Chilseong Market
- Location: 198 Chilseongnam-ro, Buk District, Daegu, South Korea; 35°52′36″N 128°36′16″E﻿ / ﻿35.8766°N 128.6044°E;
- Website: www.7stamall.kr (in Korean)
- Interactive map of Chilseong Market

= Chilseong Market =

Traditional market in Daegu, South Korea

Chilseong Market, officially Chilsung Market, is a traditional market in Chilseong-dong, Buk District, Daegu, South Korea.

A market existed in the area before the 1945 liberation of Korea. In 1946, it was made a formal market under the name Bungmun Market. It grew in size and prominence during the Korean War, as refugees crowded the area. In 1974, Bungmun Market was split into Chilseong Market, Daegu Fruit and Vegetable Market, and Samsung Market. Concurrently, various shopping malls began to arise in the area; by the 1990s Chilseong Market was declining.
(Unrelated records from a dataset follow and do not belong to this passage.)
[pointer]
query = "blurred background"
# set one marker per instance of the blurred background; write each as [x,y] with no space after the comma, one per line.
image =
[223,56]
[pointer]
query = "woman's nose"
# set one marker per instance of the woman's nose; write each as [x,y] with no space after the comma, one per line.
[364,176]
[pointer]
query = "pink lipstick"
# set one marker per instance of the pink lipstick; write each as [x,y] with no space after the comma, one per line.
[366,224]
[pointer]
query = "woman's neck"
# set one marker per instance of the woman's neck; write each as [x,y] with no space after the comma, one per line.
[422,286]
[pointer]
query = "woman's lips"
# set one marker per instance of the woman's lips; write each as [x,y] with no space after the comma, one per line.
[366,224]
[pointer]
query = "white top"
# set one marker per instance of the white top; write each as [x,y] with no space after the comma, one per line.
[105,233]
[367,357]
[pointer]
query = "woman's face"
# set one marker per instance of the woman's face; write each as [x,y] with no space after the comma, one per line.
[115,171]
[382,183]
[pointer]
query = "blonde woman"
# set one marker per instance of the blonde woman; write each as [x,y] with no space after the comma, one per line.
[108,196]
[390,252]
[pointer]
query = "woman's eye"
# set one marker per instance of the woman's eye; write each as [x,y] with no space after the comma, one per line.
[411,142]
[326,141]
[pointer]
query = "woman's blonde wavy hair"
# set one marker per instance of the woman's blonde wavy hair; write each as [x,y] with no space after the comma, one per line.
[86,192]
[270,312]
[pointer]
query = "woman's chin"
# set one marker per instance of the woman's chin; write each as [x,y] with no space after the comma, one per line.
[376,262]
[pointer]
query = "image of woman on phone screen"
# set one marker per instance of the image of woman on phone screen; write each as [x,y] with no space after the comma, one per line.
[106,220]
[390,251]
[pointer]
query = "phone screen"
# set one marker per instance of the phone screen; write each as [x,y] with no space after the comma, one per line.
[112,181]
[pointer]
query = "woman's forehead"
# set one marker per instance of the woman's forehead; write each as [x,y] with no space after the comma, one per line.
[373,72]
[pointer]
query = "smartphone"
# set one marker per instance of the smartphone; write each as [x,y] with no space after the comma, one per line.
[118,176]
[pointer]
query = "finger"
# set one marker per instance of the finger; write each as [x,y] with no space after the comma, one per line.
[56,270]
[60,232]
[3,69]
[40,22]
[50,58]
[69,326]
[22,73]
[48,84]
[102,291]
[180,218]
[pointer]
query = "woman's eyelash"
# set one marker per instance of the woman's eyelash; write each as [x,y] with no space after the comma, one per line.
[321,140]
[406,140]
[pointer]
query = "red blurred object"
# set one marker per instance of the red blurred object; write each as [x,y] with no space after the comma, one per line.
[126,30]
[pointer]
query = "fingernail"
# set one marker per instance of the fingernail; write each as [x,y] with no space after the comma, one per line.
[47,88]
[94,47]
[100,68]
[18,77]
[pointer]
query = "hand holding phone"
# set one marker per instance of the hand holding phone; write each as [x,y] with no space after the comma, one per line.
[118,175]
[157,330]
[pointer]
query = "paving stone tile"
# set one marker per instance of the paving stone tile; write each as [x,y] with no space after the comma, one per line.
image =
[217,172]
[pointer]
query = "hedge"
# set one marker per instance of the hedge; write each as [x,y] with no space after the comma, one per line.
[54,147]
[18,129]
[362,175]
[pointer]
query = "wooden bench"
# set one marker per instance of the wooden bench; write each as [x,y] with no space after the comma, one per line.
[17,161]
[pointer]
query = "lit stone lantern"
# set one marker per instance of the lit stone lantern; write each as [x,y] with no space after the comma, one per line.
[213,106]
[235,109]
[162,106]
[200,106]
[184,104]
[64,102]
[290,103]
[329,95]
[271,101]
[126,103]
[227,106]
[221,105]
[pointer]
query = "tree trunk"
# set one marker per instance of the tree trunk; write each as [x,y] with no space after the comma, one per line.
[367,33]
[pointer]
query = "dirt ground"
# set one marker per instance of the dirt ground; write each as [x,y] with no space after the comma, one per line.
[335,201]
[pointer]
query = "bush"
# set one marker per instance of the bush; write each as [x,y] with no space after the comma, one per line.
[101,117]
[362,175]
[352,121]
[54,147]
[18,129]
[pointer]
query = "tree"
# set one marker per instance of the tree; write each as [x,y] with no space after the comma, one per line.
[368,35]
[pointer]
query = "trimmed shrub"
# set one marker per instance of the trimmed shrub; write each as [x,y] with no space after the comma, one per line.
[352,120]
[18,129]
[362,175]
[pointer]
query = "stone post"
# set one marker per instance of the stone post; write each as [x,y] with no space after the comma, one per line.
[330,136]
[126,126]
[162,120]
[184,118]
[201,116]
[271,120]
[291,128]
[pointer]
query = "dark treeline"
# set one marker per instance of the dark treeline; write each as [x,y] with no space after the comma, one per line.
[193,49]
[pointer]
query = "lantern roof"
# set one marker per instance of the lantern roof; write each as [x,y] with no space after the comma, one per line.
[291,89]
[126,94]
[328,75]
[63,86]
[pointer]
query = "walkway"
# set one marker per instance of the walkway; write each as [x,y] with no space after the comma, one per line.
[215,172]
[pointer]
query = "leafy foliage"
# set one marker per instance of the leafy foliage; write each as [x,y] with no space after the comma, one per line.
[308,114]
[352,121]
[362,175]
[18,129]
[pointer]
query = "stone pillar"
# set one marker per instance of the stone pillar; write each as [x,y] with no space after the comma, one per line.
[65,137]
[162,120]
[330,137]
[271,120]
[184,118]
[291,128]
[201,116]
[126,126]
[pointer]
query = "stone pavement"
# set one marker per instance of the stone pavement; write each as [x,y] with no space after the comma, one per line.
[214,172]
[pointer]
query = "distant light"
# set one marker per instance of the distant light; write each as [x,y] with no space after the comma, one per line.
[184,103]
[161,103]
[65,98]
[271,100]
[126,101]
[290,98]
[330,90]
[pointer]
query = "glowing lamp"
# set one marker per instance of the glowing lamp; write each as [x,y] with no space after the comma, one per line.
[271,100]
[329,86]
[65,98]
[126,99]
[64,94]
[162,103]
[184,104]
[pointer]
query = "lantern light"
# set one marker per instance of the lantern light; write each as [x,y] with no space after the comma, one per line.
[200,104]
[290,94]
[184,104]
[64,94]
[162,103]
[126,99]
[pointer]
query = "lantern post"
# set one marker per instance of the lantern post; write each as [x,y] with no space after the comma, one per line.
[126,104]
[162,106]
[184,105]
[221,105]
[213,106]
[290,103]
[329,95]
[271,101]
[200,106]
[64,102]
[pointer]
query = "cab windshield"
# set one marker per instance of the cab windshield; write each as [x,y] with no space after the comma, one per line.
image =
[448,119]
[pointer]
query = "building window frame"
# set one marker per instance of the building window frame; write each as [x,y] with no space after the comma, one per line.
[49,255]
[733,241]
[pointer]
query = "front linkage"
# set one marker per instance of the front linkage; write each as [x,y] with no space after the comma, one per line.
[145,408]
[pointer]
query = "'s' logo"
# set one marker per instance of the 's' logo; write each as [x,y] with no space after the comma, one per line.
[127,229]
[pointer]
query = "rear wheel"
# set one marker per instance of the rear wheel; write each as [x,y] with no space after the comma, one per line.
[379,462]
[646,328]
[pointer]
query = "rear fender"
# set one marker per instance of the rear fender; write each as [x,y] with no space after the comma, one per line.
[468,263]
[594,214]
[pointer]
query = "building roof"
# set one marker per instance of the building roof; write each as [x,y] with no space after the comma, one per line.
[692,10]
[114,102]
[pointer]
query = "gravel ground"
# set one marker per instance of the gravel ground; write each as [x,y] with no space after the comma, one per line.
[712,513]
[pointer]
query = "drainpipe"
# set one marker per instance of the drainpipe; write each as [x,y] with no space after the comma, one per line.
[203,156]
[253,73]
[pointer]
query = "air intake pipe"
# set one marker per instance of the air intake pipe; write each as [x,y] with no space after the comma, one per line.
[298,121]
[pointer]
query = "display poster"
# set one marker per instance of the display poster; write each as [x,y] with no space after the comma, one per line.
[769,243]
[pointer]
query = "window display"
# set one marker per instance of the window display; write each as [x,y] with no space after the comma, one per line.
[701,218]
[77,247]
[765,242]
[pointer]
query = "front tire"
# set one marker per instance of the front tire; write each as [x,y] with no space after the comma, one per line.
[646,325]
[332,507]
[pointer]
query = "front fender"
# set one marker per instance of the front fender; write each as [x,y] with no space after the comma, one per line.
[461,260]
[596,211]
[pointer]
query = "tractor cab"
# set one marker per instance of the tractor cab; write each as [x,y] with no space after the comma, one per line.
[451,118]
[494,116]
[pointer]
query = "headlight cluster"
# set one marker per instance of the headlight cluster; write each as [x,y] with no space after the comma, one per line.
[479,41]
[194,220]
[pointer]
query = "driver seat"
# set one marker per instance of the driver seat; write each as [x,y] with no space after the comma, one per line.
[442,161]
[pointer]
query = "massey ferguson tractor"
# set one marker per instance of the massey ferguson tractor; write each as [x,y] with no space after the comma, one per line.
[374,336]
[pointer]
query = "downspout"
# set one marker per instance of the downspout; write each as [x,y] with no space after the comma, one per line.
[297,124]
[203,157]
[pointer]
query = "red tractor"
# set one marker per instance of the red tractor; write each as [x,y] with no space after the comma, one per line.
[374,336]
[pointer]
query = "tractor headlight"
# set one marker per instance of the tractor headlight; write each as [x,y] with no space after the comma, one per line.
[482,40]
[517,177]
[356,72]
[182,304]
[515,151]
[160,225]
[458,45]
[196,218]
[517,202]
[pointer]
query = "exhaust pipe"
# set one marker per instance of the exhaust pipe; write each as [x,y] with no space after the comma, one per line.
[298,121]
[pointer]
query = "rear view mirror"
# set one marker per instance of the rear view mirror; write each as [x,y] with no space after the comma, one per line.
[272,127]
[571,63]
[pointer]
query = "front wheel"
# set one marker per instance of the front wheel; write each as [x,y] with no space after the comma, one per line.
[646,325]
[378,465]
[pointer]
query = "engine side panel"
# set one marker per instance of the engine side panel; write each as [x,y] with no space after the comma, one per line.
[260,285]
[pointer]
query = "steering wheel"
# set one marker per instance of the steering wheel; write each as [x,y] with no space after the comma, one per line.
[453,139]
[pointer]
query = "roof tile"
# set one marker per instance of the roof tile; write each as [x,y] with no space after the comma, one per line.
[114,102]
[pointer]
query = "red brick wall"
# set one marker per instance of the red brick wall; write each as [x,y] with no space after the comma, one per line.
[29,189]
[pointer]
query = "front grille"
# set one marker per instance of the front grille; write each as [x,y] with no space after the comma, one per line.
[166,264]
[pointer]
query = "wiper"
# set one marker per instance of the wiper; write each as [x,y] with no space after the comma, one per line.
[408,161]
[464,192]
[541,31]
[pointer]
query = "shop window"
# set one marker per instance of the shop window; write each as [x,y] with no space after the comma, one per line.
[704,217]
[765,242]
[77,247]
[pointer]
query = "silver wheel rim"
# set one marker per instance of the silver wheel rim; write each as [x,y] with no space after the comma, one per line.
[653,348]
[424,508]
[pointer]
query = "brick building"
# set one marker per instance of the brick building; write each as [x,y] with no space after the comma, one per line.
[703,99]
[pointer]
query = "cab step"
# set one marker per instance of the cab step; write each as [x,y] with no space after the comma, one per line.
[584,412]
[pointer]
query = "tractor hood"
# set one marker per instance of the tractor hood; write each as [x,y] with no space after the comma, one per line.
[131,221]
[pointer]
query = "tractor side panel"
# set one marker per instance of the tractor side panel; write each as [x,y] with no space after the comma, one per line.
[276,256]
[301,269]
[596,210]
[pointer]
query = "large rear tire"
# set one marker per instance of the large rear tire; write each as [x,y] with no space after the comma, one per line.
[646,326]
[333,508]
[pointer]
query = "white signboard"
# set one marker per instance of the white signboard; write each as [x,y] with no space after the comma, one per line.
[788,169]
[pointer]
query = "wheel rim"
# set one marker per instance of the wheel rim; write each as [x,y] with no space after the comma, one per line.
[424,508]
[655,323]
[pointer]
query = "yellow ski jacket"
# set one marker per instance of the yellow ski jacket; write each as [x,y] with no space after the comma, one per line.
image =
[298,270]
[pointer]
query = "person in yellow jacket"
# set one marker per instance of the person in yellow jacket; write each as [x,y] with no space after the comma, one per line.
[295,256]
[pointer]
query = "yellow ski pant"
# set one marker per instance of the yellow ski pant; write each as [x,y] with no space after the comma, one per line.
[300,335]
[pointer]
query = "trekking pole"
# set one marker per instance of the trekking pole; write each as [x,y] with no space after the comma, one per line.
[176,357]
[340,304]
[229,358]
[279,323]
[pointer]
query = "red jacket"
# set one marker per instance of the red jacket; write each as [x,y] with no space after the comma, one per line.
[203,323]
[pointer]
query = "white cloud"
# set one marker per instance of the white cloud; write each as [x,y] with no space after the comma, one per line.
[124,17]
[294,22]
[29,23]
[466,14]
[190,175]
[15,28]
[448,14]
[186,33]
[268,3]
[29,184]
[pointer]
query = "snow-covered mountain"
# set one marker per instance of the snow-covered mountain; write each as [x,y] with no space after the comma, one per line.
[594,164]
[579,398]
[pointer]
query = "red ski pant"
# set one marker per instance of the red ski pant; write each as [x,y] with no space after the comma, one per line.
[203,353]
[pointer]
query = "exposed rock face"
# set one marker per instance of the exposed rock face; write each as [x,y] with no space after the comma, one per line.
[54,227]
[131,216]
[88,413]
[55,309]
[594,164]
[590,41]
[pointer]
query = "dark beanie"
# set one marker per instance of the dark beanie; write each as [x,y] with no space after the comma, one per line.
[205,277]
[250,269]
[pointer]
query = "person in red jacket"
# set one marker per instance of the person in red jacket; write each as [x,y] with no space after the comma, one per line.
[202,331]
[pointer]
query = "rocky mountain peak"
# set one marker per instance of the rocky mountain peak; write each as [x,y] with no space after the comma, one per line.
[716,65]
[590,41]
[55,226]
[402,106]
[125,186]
In response to this, in 1997 local market leaders established a cooperative to renovate the market. In 2006, the government promulgated an act to modernize markets like Chilseong Market.

The market contains around 308 stores and 84 street stalls. It has visitor facilities like an information center, restrooms, parking, security, ATMs, bicycle storage, and public Wi-Fi.